Once upon a time—way back in 1979— I was just big enough to stand on the odd combination stepstool/bar chair combo my Mamaw kept tucked into the corner by her fridge. Up until this point, I had only seen it as home to her chow chow crock. (If you don’t know what a chow chow crock is, just be advised that the current trend of fermenting all the things certainly isn’t anything new under the sun.) But when canning season came around the summer just before I turned 5, the funny chair moved to an L-shaped corner in the kitchen counter and became my assigned station. It would fill that role for the next three summers, until I was tall enough not to need a boost to do whatever job I had been assigned.
And oh, there were a delightful assortment of duties available for a little girl keen on being where the action was. My Mamaw’s kitchen was canning central for the extended lot of us. She canned alongside my mother, and my two aunts. This was half of the draw for me; those 200 square feet represented the center of the feminine universe as I knew it, and I would withstand heat, the smell of cooking tomatoes (which I hated), anything to be caught up into the gravitational pull of the circle of women I loved the most.

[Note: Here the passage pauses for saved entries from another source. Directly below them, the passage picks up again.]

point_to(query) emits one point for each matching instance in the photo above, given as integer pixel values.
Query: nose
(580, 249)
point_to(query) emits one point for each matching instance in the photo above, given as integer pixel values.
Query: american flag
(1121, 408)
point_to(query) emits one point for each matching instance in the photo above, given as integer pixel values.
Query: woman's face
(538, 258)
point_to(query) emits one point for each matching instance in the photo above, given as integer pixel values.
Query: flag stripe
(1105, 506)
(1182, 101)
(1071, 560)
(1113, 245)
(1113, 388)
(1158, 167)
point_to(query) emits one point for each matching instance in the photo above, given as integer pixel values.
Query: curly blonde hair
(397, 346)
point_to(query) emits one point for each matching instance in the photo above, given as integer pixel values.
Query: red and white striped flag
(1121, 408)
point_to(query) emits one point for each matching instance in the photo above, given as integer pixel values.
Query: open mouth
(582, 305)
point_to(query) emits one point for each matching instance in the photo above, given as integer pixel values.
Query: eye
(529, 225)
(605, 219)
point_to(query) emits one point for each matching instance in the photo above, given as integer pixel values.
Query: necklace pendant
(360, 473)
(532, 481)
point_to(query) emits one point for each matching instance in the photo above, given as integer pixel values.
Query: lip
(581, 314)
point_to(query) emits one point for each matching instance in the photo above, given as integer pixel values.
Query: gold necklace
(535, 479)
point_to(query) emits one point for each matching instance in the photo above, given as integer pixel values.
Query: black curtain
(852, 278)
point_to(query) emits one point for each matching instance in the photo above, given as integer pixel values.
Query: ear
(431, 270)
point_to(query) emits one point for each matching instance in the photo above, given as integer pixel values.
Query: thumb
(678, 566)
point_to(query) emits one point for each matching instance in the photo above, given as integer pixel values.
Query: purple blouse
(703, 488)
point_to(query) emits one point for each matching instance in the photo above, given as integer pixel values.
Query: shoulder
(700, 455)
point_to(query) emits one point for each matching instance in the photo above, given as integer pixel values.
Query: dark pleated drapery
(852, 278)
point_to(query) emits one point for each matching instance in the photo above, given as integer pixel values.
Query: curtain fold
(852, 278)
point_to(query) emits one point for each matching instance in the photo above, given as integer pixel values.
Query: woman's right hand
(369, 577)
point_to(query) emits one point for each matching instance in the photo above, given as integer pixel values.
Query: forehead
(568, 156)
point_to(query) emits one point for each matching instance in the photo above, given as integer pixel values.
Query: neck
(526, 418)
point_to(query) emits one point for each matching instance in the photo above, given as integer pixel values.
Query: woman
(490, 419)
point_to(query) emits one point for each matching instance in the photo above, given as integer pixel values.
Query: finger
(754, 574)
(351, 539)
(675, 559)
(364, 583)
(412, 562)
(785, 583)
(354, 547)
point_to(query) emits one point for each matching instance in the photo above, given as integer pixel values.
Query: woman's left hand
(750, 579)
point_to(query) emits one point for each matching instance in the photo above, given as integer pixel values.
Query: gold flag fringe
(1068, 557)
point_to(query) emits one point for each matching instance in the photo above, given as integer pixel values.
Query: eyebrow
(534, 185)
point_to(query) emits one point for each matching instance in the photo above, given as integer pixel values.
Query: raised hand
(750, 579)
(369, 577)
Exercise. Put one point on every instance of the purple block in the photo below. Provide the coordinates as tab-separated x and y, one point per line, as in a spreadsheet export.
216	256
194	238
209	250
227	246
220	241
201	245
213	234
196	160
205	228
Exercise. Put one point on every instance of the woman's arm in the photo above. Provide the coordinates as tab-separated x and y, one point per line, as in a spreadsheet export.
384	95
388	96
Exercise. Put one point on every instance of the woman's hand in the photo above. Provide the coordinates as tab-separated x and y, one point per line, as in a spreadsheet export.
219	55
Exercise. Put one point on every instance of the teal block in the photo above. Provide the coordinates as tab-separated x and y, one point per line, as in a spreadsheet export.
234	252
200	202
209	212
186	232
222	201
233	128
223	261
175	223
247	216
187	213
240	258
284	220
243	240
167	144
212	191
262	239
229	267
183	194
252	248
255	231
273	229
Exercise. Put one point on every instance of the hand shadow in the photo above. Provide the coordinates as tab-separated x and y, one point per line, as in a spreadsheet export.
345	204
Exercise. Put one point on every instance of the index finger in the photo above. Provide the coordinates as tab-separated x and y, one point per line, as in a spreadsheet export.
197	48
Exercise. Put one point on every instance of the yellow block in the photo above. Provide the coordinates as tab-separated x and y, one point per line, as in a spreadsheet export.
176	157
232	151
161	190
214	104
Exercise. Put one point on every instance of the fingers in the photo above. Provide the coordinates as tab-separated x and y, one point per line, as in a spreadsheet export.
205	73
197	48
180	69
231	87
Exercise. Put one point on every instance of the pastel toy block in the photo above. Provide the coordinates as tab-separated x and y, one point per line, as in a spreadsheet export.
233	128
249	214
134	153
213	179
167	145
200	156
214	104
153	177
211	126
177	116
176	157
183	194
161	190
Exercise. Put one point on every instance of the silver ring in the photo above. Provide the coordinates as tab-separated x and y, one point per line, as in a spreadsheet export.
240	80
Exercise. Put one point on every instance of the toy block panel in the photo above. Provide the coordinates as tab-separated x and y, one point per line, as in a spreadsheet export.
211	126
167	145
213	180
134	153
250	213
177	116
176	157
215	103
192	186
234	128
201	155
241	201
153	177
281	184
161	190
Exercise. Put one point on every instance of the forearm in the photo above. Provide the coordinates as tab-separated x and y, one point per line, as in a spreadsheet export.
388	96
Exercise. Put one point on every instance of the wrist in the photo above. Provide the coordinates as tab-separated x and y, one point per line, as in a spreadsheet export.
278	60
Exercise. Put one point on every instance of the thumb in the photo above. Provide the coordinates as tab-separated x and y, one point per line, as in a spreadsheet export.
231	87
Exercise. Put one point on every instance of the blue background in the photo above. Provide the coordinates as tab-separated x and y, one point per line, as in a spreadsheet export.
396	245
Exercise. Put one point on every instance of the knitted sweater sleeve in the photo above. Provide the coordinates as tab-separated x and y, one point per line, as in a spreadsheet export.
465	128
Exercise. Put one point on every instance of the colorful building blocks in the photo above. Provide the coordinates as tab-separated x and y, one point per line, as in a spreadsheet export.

This is where I learned about… everything. The act of canning was an education, of course. There was the processing of food and the act of preservation. There was math and measuring and all that goes in to getting things just right. But even more than that, there were conversations about babies and marriage. There were blunt truths served up straight with a side of, “I’m sorry to be the one bringin’ this to ya.” There were a lot of whispers and tears one summer, and by the next, one of my aunts was gone, replaced by a girlfriend who definitely didn’t know what a chow chow crock was, and had an odd aversion to eating anything that didn’t come in a wrapper with a fast food logo on it.
Life was lived out in that kitchen, one canning season at a time. And it’s lived out in mine now, too.
Last summer, Jude wasn’t quite proficient at measuring out lemon juice by the half cup. This year, he has mastered it. A few years back, Simon couldn’t break a bean without bruising it. Now, he’s my best snapper.
Canning season is a disruption, just as homeschooling and my husband’s travel schedule kick into fall mode. It’s messy and inconvenient and makes my feet hurt by the end of the day.
But oh, the memories— the ones conjured by the sound of the weighted gauge bobbing on my pressure canner, but also the ones in progress, the ones that will outlive me. Every jar brings a promise of so much more than a meal to be had. Every jar, it seems, offers glimpses of life and love.